Security events produced by Windows serve as a critical resource in the incident response process. Tools such as Microsoft’s Windows Event Viewer provide you with the access necessary to review captured events, but detecting abnormalities by manually scrolling through a crowded log is unrealistic.
In this post, you will learn how to track down potential security breaches in Windows by learning about audit policies, Windows event logs, and analyzing security events with PowerShell.
Prerequisites
This article is meant to convey information that teaches you how to analyze Windows security events with PowerShell. If you’d like to follow along with any of the demonstrations, you will need:
- A Windows 10+ PC – This PC will be used to generate and track down potential security events in the event log. This tutorial will be using Windows PowerShell 5.1.
- Administrator rights on the Windows PC
- A PowerShell code editor such PowerShell ISE or Visual Studio (VS) Code.
Where Windows Stores Security Events
When an action is taken on a Windows operating system, Windows logs the action as an event in one or more event logs. Windows event logs are stored on the file system, by default, in the %SystemRoot%\system32\winevt\logs directory.

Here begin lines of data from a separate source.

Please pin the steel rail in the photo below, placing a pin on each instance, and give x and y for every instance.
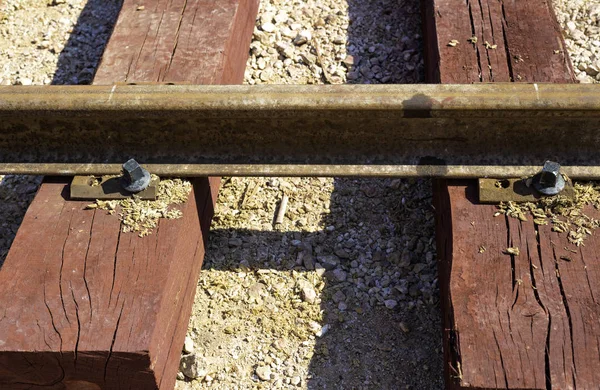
(455, 131)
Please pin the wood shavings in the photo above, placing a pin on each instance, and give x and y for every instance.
(566, 215)
(143, 215)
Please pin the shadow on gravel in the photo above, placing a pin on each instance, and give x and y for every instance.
(80, 57)
(377, 247)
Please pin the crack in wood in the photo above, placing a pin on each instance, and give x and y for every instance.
(62, 263)
(568, 312)
(87, 288)
(78, 322)
(112, 344)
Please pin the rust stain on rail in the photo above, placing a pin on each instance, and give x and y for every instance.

This location can be changed by modifying the respective event log’s EventLog registry subkey.
If you’d like to see where the most prominent event logs are stored (Application, Security, and System) on your system, copy and paste the below code into a PowerShell console or save it as a script.
To access the storage location of the Security log file, you need to run the code as an Administrator.
#Present application, security, and system logs in an array.
$arrLogs = @(
"Application"
"Security"
"System"
)
#Use the ForEach-Object cmdlet to target each respective log with the Get-ItemProperty cmdlet.
$arrLogs | ForEach-Object {
#Use Get-ItemProperty cmdlet to list the configured file path for the application, security, and system log.
Get-ItemProperty -Path HKLM:\SYSTEM\CurrentControlSet\Services\EventLog\$_ -Name File | Select-Object PSChildName,File
}The following screenshot shows the code’s expected output, displaying the log name and storage location for the Application, Security, and System log files.
Audit Policies: Defining Events to Record
By default, Windows doesn’t capture all of the security events that might be needed to detect or investigate a breach. To control what Windows does and does not record, you must define and apply audit policies. An audit policy is a set of instructions passed to Windows that tells it what events to record.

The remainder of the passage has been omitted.